Background: Type-2 Diabetes is a long lasting disease characterized by high glucose concentration in
the blood due to insulin resistance. One of the recent treatment strategies is using activators against SIRT-1,
which has been in clinical trials. Hence, it is necessary to know the effects of the SIRT-1 modulators against
various metabolic pathways.
Methods: Many cellular processes, including insulin secretion, cell cycle, and apoptosis are imperatively regulated
by a family of mediators called SIRTuins. First known mammalian sirtuin, SIRT1 is a positive regulator of
insulin secretion, which triggers glucose uptake and utilization.
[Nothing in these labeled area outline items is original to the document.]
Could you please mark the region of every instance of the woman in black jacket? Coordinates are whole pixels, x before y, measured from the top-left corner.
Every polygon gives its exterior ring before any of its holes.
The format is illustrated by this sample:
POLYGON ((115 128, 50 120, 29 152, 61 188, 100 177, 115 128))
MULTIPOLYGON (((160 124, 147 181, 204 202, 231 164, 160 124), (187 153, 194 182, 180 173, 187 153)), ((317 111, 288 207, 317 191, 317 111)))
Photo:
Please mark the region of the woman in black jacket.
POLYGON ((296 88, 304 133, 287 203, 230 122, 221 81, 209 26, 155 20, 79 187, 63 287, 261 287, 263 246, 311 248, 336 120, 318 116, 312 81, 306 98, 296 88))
For the past decade, a major outstanding question
is whether SIRT1 activation is a safe therapy for human diseases such as diabetes?
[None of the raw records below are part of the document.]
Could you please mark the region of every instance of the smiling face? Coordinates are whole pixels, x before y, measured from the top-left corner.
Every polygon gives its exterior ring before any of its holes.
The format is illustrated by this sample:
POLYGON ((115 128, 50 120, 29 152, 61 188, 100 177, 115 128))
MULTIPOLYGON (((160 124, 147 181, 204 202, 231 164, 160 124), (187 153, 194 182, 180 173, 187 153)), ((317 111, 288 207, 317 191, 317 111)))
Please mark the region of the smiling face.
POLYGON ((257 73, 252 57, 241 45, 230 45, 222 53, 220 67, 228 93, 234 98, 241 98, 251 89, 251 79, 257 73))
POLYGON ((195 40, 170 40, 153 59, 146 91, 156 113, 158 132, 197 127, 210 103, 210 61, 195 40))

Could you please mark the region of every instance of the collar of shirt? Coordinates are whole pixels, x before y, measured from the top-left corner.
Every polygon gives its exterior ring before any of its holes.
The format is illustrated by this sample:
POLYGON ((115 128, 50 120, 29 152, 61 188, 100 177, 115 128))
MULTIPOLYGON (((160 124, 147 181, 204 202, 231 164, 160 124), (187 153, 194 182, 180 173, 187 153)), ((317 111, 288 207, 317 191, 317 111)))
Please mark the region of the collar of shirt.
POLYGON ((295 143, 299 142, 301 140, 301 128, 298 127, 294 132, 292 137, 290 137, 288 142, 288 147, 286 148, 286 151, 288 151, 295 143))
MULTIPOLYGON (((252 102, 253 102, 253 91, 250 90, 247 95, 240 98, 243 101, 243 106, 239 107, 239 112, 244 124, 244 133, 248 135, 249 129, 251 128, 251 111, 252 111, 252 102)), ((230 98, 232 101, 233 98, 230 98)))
Results: This review summarizes and discusses the advances of the past decade and the challenges that will brazen
out perplexity of this field. We also cover the physiological regulation of sirtuin (SIRT1) activity and how
these modes of regulation may be exploited to manipulate SIRT1 activity in cells. Designing of drugs using advanced
computational methods that specifically target SIRT1, and also, involvement of advanced biological
methods for further understanding of sirtuin1 biology to afford new optimized treatments for diabetes and several
age related human diseases.
Conclusion: Hence, this review is a serial perspective of all the above topics.